Si hacer frente a una enfermedad rara es duro y costoso, donde casi el único apoyo de estas familias son las asociaciones dedicadas a la enfermedad, la llegada de la crisis tampoco lo puso fácil. Aparecieron los recortes en las ayudas de dependencia, el copago farmacéutico, denegaron la ayuda para el ascensor que la vivienda no tenía, o tuvieron que pagar de su bolsillo la reforma del cuarto de baño para adaptarla a las necesidades de la joven. Nada es fácil en una enfermedad para la que hay pocos recursos y para la que, por su escasa incidencia, las familias se encuentran con un sistema que no cubre sus necesidades.
El ‘no’ de la sanidad pública a cubrir una parte de sus terapias
Belén afronta cada día sus pequeños-grandes retos diarios, como desplazarse, levantarse, vestirse, ducharse… Ahora es ella la que estudia psicología para ayudar a otros afectados en un futuro y confiesa que tiene, como “terapia alternativa”, escribir en su blog, donde se desahoga cuando casi todo le desborda.
Eso fue justo lo que le ocurrió la semana pasada. En la clínica privada donde recibe una de las terapias le comentaron que se estaba gastando un “dineral” en sus sesiones y que ellos admitían pacientes de la sanidad pública. En su última consulta en el hospital Clínico de Valencia, le cambiaron de doctora, quien le preguntó por su estado y evolución desde el principio. “Le comenté que esta última terapia me va muy bien. Nunca les pido nada, porque me gasto unos 500 euros de media cada mes en mis terapias. Así que pedí, por favor, si por una vez en los doce años que llevo pagando de mi bolsillo la fisioterapia, me podría cubrir algo la seguridad social. Me respondió con un ‘no’ rotundo”.
“Al final la culpa es mía por esforzarme y pagar terapias de mi bolsillo”

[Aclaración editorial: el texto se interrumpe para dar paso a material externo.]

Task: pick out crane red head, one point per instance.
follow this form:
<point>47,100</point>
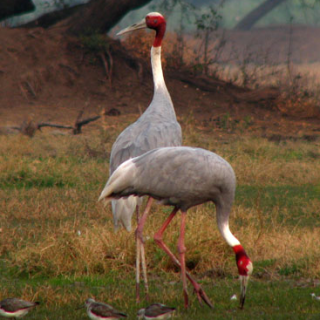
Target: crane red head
<point>153,20</point>
<point>245,268</point>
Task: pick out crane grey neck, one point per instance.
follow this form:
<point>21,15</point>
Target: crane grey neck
<point>161,102</point>
<point>158,79</point>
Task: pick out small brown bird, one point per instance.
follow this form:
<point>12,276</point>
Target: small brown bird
<point>99,311</point>
<point>15,308</point>
<point>156,311</point>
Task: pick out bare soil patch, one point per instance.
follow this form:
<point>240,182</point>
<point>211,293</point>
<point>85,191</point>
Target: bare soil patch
<point>48,76</point>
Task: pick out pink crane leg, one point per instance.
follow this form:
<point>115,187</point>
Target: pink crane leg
<point>182,252</point>
<point>158,237</point>
<point>140,248</point>
<point>137,261</point>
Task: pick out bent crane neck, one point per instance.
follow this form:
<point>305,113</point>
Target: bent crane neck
<point>223,225</point>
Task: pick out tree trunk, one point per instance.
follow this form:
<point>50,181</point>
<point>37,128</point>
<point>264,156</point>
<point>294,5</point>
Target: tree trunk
<point>255,15</point>
<point>99,15</point>
<point>51,18</point>
<point>10,8</point>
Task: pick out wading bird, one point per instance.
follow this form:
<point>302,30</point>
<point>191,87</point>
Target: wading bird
<point>99,311</point>
<point>157,127</point>
<point>183,177</point>
<point>15,308</point>
<point>156,311</point>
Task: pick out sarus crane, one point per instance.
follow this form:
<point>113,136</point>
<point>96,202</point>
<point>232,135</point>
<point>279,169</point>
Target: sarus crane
<point>157,127</point>
<point>183,177</point>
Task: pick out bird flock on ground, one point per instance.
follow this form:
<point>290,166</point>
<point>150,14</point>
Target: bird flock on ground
<point>147,159</point>
<point>18,308</point>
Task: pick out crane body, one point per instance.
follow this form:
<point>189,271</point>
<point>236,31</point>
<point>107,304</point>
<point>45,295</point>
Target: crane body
<point>157,127</point>
<point>183,177</point>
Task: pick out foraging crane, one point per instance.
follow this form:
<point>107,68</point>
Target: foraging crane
<point>157,127</point>
<point>15,308</point>
<point>183,177</point>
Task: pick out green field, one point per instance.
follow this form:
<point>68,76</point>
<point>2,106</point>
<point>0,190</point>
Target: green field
<point>57,244</point>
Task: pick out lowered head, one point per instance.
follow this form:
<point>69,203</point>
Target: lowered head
<point>153,20</point>
<point>245,268</point>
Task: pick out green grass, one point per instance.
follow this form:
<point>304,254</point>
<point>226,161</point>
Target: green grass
<point>266,299</point>
<point>57,245</point>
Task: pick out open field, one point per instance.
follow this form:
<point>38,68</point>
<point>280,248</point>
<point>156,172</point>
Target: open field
<point>57,244</point>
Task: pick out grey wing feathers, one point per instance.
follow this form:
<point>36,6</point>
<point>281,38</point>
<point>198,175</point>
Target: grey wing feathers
<point>183,175</point>
<point>148,136</point>
<point>179,176</point>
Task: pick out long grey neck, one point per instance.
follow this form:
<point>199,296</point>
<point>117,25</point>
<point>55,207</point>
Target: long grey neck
<point>157,73</point>
<point>223,225</point>
<point>161,102</point>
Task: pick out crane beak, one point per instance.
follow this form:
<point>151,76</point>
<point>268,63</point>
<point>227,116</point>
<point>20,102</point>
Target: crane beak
<point>243,288</point>
<point>137,26</point>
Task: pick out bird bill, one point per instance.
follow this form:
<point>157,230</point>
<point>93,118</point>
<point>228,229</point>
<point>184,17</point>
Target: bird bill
<point>137,26</point>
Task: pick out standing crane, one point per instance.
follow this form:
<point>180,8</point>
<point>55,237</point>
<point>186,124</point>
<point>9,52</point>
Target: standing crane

Lo que escuchó después de aquella negativa le dolió más: que estaba mejor, que aquellas sesiones eran sólo de mantenimiento, no para enfermedades crónicas, y que su enfermedad avanza muy lentamente. “Me enfadé muchísimo porque ella no sabe cómo estaba yo hace un año. Es la primera vez que me veía, así que no puede decir si estaba mejor o peor. Al final resulta que la culpa es mía por esforzarme tanto, y por pagar terapias de mi bolsillo. Y, segundo, nunca pueden dudar de las opciones de recuperación o mejora de un paciente. Hay que intentar todas las vías. Un médico rehabilitador debe dar un abanico de opciones para mejorar la calidad de vida, y no impedirla”, denuncia.
El mes que viene, en su próxima cita, solicitará de nuevo que la sanidad pública le cubra una de sus terapias, por la que ella paga unos 150 euros mensuales. No se va a cansar de solicitarlo hasta que lo consiga. Y, todo ello, lo hará mientras afronta su enfermedad con decisión. Porque sabe que tiene la fortuna de vivir, que puede afrontar la ataxia con mayor calidad de vida, que tiene fuerza para pelear por sus derechos, que puede animar a otros pacientes… Y sobre todo, porque quiere seguir compartiendo momentos con sus padres y sus amigas, a las que aún mantiene desde que tenía tres años. Las mismas que sonríen cuando recuerdan juntas tiempos pasados. Las mismas que sonríen cuando recuerdan juntas “aquellas cosas normales de la pequeña Belén”.